Court tells J&J to pay $1 billion more for 2019 robotics deal
Add Axios as your preferred source to
see more of our stories on Google.

Photo: Mario Tama/Getty Images
Johnson & Johnson broke its promises to investors in Auris Health, a surgical robotics startup it bought five years ago for $3.4 billion. Now it must shell out another $1 billion, based on a ruling yesterday from Delaware Chancery Court.
Why it matters: This appears to be the largest legal reward ever granted in an investor earnout dispute, and could change the way that such provisions are written.
Catch up quick: Auris had raised over $830 million in VC funding, and was concerned during deal negotiations that there could be internal competition for resources with an existing J&J surgical robotics effort called Verb that was championed by then-CEO Alex Gorsky.
- The result was specific language around $2.35 billion in prospective earnouts, tied to both FDA approval and sales, whereby J&J was essentially required to provide Auris with the time and resources to meet its milestones.
- J&J also was not allowed to even consider earnout payment obligations when making strategic decisions.
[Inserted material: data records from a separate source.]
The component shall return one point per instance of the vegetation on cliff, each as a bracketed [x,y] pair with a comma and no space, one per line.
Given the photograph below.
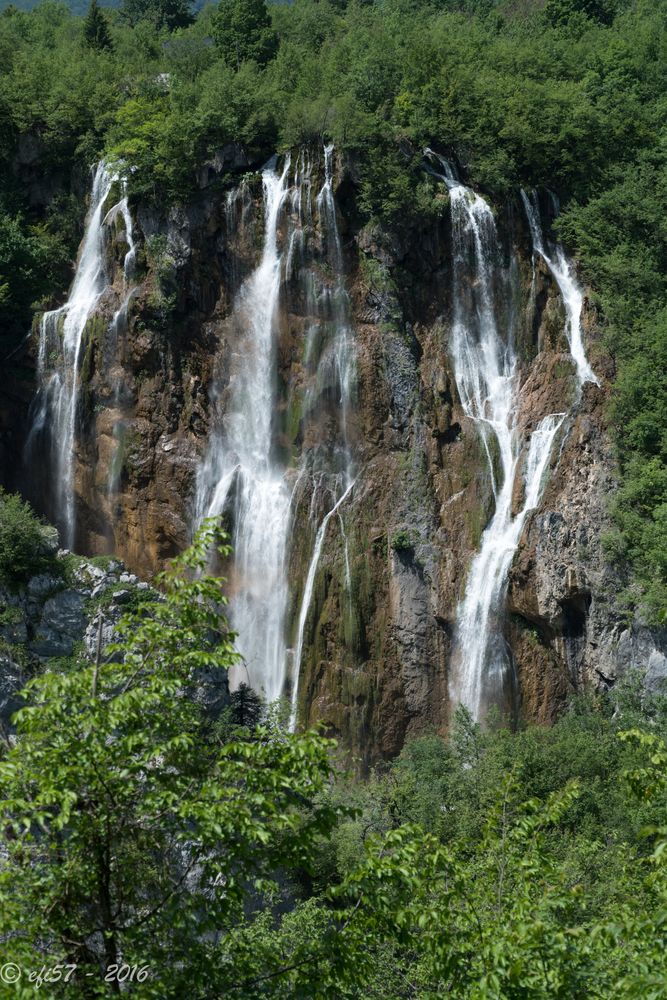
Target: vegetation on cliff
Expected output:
[152,840]
[566,94]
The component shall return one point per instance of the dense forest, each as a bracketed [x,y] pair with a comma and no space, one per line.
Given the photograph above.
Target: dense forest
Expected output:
[150,843]
[565,94]
[223,856]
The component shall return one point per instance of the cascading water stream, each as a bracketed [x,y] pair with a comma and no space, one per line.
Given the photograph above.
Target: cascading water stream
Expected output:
[61,333]
[239,465]
[571,292]
[485,370]
[242,472]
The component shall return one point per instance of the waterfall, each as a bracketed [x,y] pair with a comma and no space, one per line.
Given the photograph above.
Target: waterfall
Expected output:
[564,275]
[245,472]
[60,342]
[239,464]
[486,373]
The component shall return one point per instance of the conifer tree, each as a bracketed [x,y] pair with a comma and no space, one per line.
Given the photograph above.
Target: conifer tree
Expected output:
[96,28]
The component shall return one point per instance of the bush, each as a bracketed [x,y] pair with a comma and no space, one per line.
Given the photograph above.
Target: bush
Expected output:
[25,543]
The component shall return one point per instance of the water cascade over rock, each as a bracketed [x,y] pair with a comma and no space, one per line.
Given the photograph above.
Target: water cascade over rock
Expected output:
[248,471]
[58,360]
[566,279]
[488,381]
[397,427]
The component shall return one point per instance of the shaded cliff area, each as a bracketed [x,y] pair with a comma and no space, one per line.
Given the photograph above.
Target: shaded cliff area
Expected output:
[378,634]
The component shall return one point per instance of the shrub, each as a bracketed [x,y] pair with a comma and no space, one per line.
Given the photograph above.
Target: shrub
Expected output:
[25,542]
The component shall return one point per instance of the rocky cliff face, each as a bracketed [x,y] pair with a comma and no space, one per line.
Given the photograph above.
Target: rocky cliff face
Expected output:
[378,633]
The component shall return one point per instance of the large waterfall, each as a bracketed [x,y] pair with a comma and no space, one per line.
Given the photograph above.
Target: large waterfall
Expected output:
[486,372]
[61,341]
[244,472]
[564,274]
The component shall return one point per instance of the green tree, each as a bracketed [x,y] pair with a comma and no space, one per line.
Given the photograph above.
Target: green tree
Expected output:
[161,14]
[24,541]
[96,28]
[129,834]
[246,707]
[242,31]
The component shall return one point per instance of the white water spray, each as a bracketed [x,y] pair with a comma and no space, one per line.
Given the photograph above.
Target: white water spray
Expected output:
[307,598]
[239,468]
[571,292]
[485,369]
[243,472]
[61,334]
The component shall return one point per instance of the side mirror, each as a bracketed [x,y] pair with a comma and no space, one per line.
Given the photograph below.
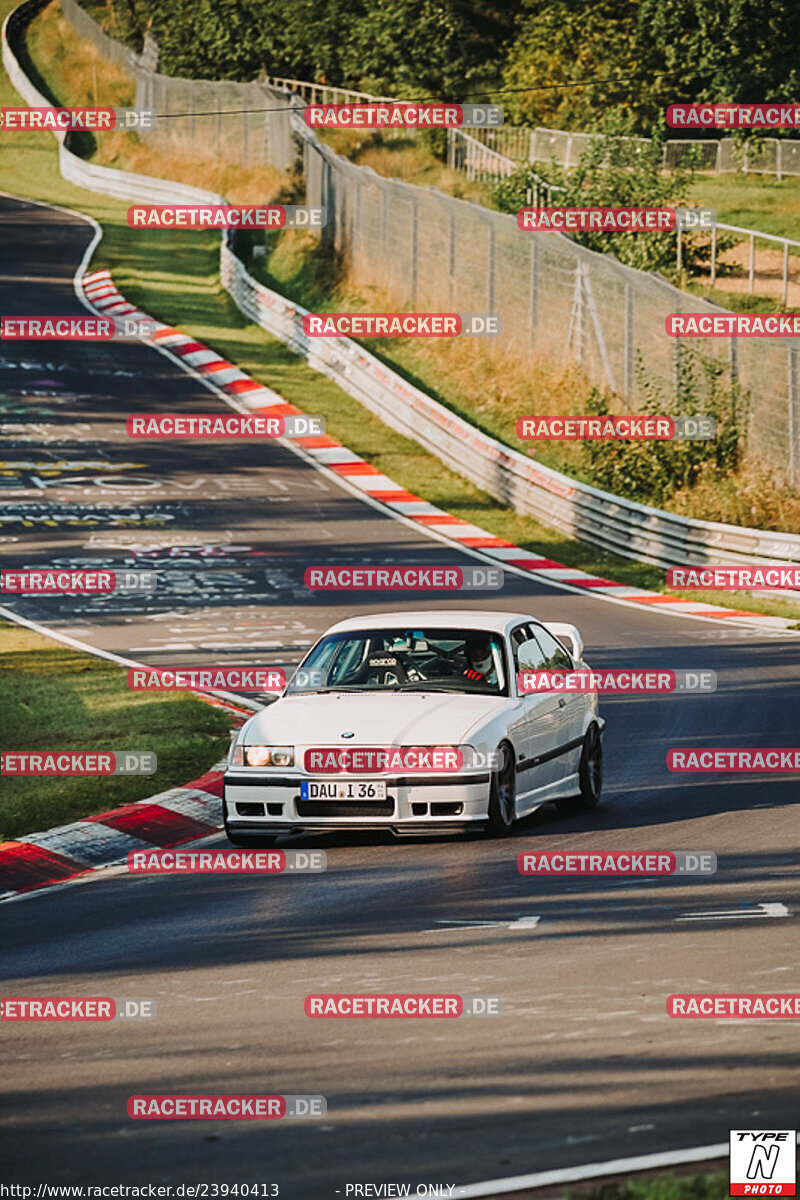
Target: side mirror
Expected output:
[570,636]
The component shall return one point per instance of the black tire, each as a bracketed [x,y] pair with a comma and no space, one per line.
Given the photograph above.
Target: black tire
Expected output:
[590,771]
[503,795]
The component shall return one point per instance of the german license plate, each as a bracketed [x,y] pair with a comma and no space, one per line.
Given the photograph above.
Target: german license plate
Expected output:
[342,790]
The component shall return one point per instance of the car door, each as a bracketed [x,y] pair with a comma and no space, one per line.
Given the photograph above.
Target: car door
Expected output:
[543,721]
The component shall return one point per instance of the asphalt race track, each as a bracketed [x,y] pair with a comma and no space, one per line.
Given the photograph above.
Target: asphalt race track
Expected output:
[584,1065]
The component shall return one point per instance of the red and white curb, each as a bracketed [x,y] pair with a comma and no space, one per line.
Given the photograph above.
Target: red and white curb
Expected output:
[247,395]
[169,819]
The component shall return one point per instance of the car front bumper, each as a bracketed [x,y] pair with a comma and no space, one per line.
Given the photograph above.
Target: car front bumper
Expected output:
[257,803]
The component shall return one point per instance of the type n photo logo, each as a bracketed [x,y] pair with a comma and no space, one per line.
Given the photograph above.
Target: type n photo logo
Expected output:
[763,1162]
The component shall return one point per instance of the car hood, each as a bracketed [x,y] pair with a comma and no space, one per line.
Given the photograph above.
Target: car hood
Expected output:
[373,719]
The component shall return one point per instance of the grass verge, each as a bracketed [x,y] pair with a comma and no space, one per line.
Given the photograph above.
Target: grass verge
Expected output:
[173,275]
[660,1187]
[55,699]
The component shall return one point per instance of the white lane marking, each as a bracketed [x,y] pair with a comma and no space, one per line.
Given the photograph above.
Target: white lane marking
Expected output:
[762,910]
[450,927]
[591,1171]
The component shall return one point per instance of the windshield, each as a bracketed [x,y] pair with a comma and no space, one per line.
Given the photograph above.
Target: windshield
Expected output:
[459,660]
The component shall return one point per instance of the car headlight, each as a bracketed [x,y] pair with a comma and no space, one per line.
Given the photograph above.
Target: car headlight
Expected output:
[269,756]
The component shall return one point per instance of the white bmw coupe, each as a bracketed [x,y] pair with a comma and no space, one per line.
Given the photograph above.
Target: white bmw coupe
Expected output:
[414,721]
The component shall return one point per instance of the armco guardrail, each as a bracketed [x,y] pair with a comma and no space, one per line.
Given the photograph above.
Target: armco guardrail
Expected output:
[633,531]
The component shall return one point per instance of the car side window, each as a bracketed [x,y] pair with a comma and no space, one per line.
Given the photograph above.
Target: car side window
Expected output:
[554,657]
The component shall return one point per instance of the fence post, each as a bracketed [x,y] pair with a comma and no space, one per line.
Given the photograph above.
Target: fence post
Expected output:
[533,289]
[415,247]
[630,359]
[451,274]
[794,418]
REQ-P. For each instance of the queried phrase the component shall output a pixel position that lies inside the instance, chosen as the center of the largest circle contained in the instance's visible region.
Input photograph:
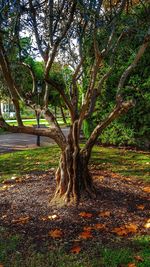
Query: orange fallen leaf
(125, 229)
(138, 258)
(132, 228)
(131, 264)
(140, 207)
(99, 226)
(76, 250)
(147, 224)
(88, 228)
(57, 233)
(85, 214)
(146, 189)
(120, 231)
(52, 217)
(21, 220)
(105, 213)
(85, 235)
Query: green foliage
(134, 127)
(118, 134)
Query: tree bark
(73, 179)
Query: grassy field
(31, 122)
(121, 161)
(134, 253)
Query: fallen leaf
(132, 228)
(125, 229)
(104, 214)
(76, 250)
(138, 258)
(85, 214)
(21, 220)
(88, 228)
(131, 264)
(146, 189)
(57, 233)
(85, 235)
(140, 207)
(120, 231)
(99, 226)
(52, 217)
(147, 224)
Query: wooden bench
(40, 126)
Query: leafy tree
(61, 29)
(130, 129)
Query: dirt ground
(121, 203)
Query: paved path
(13, 141)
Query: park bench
(40, 125)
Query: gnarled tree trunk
(72, 176)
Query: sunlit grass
(12, 253)
(21, 162)
(121, 161)
(124, 162)
(32, 122)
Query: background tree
(131, 129)
(60, 32)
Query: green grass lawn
(136, 251)
(11, 255)
(31, 122)
(121, 161)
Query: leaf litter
(121, 209)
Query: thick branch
(34, 21)
(60, 89)
(4, 64)
(32, 75)
(57, 43)
(117, 112)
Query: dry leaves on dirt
(104, 214)
(75, 249)
(85, 235)
(57, 233)
(146, 189)
(138, 258)
(21, 220)
(131, 264)
(85, 214)
(125, 229)
(140, 207)
(147, 224)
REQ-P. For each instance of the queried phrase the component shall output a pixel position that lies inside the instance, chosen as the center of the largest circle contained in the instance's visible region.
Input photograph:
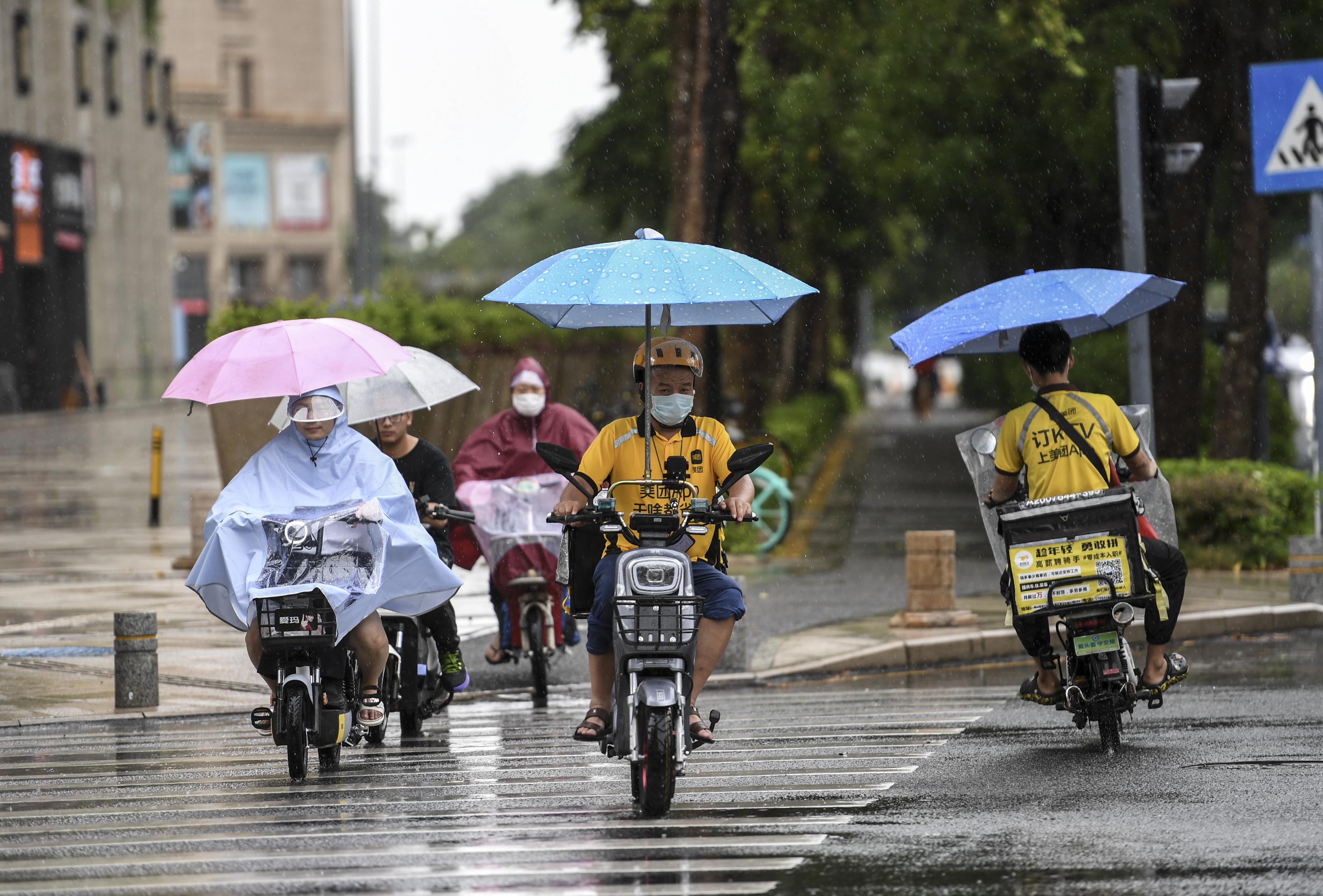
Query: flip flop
(601, 730)
(1175, 673)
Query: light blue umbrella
(993, 318)
(616, 285)
(620, 285)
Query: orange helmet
(670, 351)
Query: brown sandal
(600, 729)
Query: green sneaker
(454, 674)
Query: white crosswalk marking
(493, 799)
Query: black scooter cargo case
(1074, 550)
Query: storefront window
(247, 281)
(83, 65)
(305, 275)
(112, 62)
(22, 53)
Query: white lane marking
(31, 850)
(376, 877)
(505, 813)
(408, 853)
(814, 774)
(789, 788)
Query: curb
(989, 644)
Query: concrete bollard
(931, 582)
(136, 661)
(1306, 569)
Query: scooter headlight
(656, 577)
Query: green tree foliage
(1239, 512)
(522, 220)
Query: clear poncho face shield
(314, 409)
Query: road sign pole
(1131, 167)
(1317, 319)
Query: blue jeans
(722, 595)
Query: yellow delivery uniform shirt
(1054, 466)
(617, 455)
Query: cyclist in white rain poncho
(320, 507)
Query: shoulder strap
(1082, 443)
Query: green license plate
(1100, 643)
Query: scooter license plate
(1100, 643)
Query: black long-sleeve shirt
(427, 471)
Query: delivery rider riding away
(1055, 466)
(617, 455)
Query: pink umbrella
(286, 357)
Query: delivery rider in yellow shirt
(1055, 466)
(617, 455)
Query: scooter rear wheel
(329, 759)
(297, 731)
(1109, 730)
(538, 659)
(657, 786)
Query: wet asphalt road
(1219, 792)
(908, 783)
(494, 799)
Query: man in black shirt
(427, 471)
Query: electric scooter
(656, 615)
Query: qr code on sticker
(1111, 569)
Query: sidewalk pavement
(1216, 603)
(76, 548)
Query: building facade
(263, 167)
(85, 294)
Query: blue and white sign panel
(1287, 109)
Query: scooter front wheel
(657, 770)
(538, 659)
(297, 731)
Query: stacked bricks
(931, 579)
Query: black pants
(1165, 561)
(445, 630)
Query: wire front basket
(658, 624)
(297, 623)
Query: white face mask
(671, 410)
(529, 404)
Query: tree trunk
(1252, 32)
(704, 141)
(1181, 241)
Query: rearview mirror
(563, 460)
(744, 462)
(559, 458)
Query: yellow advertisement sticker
(1037, 567)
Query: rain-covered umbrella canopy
(611, 285)
(423, 381)
(620, 285)
(993, 318)
(285, 357)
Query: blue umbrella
(617, 285)
(993, 318)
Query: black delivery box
(1074, 550)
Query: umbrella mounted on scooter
(619, 285)
(992, 319)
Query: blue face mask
(671, 410)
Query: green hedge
(1239, 512)
(435, 324)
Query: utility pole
(1317, 320)
(1145, 105)
(1131, 167)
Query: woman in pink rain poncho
(503, 448)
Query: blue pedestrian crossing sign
(1287, 110)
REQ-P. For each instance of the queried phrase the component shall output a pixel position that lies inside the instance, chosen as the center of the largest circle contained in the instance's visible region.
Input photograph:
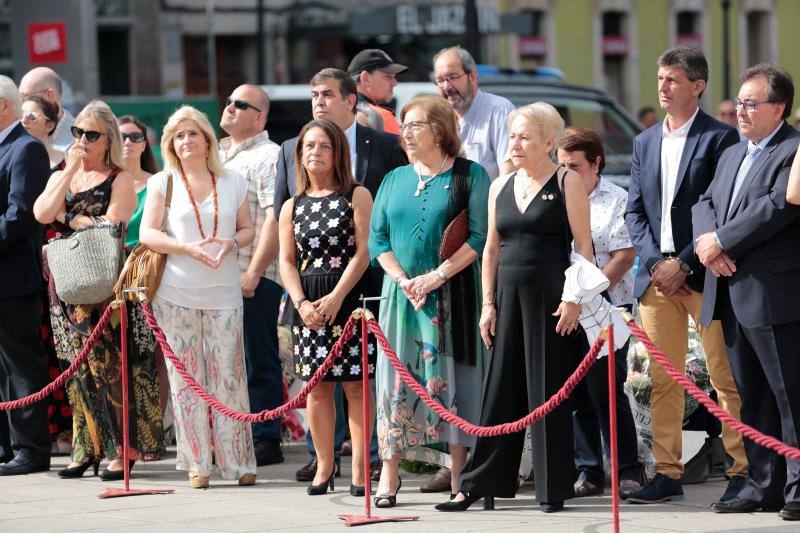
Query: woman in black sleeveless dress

- Auris shareholders, which included Wellington Management and Lux Capital, would later sue for fraud — arguing that J&J took actions that made the milestones impossible to achieve, in violation of its contract.
The ruling: "J&J's promise to Auris was broken almost immediately after closing," Vice Chancellor Lori Will wrote in her 144-page ruling, adding that Auris "effectively became a parts shop for Verb."
- For example, J&J launched an internal bakeoff between the two platforms, rather than let them be developed in parallel.
- The Auris system won out, but J&J insisted that that Verb hardware and staffers be incorporated. The entire process caused delays and other complications that helped put the milestones out of reach.
- J&J then canceled the earnouts entirely, creating new employee incentives, after claiming that the Auris system would need to achieve FDA approval via a different regulatory pathway than was included in the merger agreement.
- The judge eviscerated all of J&J's defenses, ruling that they misstated the actual merger agreement and were "concocted" after being sued.
Look ahead: J&J says it disagrees with the ruling and is considering an appeal.
- But an appeal is likely to spark a cross-appeal from the plaintiffs, who would like a crack at getting even more of their earnout.
- Gorsky, who features prominently in the ruling and is now a partner with Iconiq Growth, didn't return an email request for comment.
The bottom line: This ruling could provide a roadmap for VCs writing future earnout agreements, particularly in biotech where they're prevalent. Namely by including specific obligations that constrain what the buyer can do.